La fábrica padecía los avatares financieros de una
empresa condenada a la improducción; 
además los maestros, los hombres intelectuales, los poetas, pintores,
escultores…, aquellos que osaban 
acercarse a la cultura padecían el escarnio de lo impopular, y más aún
en  este particular caso, un  hombre 
cuyo producto de fabricación  se emparentaba
con el arte. El número de palabras por año no llegaba a la decena. Si bien los
efectos de cada nuevo artículo tenían consecuencias inesperadas, se
necesitaban, además,  de 10 a 20 años
para difundirla e incorporarla a los ya 86000 vocablos existentes.
Nosotros no sabemos 
porque la tarea se tornó tan personalista, quizás por la poca cantidad
de gente interesada en la temática. Cosa que lo llevo a ocupar, entre otras
cosas,  el puesto de gerendete (gerente y
cadete) de su pequeña fábrica.
Nuestro personaje 
cada vez que atravesaba una difícil situación económica  apelaba al  
recurso de ofrecer  algunas
expresiones en oferta, entre ellas: “ Bikactejo” y  “Chufular”, el primero quería decir
“inestable” sinónimo de “incierto” aunque con un aire más informal, el segundo
se traducía como “coito” o “hacer el amor” expresión quizás más vulgar y
coloquial. La liquidación se completaba con un colectivo más extenso “ ni be,
ni me, ni cuquerecu” cosa que podía traducirse como: “ni más ni menos”, y…. más
o menos, o ni  bien ni mal…… Al final
tuvo que vender las palabras en el mercado negro, por todo ello se sintió muy
mal , era como traicionar la nobleza de su trabajo, buscando clientes deambuló
por las calles  como un arbolito
vendiendo dólares en el mercado marginal, pero como  no había mucha oferta,  acabó vendiendo a una cotización mucho menor
a la esperada.

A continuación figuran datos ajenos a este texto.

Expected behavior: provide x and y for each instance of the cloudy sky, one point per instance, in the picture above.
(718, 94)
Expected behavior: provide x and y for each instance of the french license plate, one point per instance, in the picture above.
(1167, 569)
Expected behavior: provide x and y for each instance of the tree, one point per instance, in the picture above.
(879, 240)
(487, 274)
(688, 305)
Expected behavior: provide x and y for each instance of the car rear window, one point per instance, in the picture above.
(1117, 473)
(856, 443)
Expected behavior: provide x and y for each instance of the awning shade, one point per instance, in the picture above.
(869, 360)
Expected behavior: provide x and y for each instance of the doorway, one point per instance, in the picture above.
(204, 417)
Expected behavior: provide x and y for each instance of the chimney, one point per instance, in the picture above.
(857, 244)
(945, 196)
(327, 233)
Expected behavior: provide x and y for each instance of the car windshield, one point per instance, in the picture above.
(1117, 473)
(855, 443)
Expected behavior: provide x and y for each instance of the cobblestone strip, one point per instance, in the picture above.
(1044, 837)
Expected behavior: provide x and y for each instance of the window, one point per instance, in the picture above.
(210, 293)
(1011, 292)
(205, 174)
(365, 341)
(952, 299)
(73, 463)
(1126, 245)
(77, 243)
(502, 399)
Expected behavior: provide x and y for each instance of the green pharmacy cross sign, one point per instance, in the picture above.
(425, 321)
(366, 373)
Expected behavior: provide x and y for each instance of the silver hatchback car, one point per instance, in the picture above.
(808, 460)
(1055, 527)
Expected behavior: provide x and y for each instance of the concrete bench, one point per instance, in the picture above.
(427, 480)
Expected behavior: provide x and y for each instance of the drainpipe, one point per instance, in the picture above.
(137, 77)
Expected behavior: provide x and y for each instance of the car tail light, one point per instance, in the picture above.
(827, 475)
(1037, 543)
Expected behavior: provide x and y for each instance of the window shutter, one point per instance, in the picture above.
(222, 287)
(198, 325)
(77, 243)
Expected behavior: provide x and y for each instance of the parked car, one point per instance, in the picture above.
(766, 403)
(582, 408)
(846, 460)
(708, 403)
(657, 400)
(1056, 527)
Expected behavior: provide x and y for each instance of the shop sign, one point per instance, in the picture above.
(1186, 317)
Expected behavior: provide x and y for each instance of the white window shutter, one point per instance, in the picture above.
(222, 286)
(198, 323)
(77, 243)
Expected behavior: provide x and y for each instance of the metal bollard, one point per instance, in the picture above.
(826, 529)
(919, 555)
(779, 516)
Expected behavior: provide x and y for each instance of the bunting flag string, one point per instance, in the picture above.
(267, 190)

Por supuesto  que nosotros
no  somos lectores desprevenidos y  conocemos el hecho de que las personas
siempre sobrevaloran lo que tienen, 
inventan, o producen, asignándoles un precio mucho más alto de lo que
opinan los demás.
La fabricación de las palabras tenía métodos poco
ortodoxos, la primera de ellas consistía en poner en un gran bolillero todas
las letras del diccionario, se formaban grupos de 4,  de a 6 u 8 letras obtenidas al azar, a partir
de allí se estudiaban las posibles combinaciones, los ajustes pertinentes
basados en  la expresión, la estética,
sonoridad,  ritmo, y todos  los matices que percibía el oído. Otra
técnica tomaba el camino inverso iba de lo general a lo particular. 

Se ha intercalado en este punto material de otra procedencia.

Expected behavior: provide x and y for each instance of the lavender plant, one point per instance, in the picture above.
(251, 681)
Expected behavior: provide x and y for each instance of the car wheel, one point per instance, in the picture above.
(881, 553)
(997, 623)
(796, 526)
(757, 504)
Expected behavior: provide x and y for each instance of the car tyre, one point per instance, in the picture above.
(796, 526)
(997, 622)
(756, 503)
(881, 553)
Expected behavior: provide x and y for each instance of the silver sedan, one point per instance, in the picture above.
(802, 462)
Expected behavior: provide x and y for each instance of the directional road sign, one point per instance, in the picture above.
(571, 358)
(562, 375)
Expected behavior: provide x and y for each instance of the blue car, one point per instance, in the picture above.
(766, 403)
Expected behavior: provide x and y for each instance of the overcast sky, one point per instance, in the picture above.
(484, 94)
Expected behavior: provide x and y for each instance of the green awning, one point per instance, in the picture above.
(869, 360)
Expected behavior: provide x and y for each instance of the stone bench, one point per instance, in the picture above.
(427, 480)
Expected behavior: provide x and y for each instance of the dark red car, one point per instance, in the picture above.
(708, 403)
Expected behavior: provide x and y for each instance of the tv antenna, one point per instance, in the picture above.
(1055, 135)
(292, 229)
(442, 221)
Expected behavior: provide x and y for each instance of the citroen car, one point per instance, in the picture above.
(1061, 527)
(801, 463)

El señor de las letras también pensaba en las relaciones
remotas de la palabra, el efecto de sentido de las mismas, imaginaba a   los futuros parlantes y escribientes,
los  co-autores de la obra. Cada
descubrimiento era como el hallazgo de una semilla exótica cuyo fruto se
desconocía e  ignoraba. Él escribía la
novela de cada  nacimiento, ponía el
nombre ni más ni menos,  hacia la
historia en el  dudoso  origen (de lo cual se deduce que este siempre
es  conjetural). Sus acciones no eran
inocentes, a él también le dominaba un interés, ser un creador de nuevas
realidades  le garantizaba –en el futuro-
su eternidad. 
Este heroico defensor se preguntaba ¿Cómo podía  leer esa palabra que aún no había  sido inventada? ¿Cómo la podía  expresar 
si aún no la había escrito? En esa existencia, en el borde  de ser y el 
no-ser- otra paradoja del escritor- 
se debatía nuestro amigo, buscando la palabra que aún no existe, y se
quedaba  y consumía, dando vueltas por el
renglón.  Más tarde, seguramente,  lo veremos haciendo el mismo rito,
repitiéndose, siendo un trabajador del devenir, buscando lo indecible, pensando
la letra que lo abarque, ese acto o acción que lo complete. 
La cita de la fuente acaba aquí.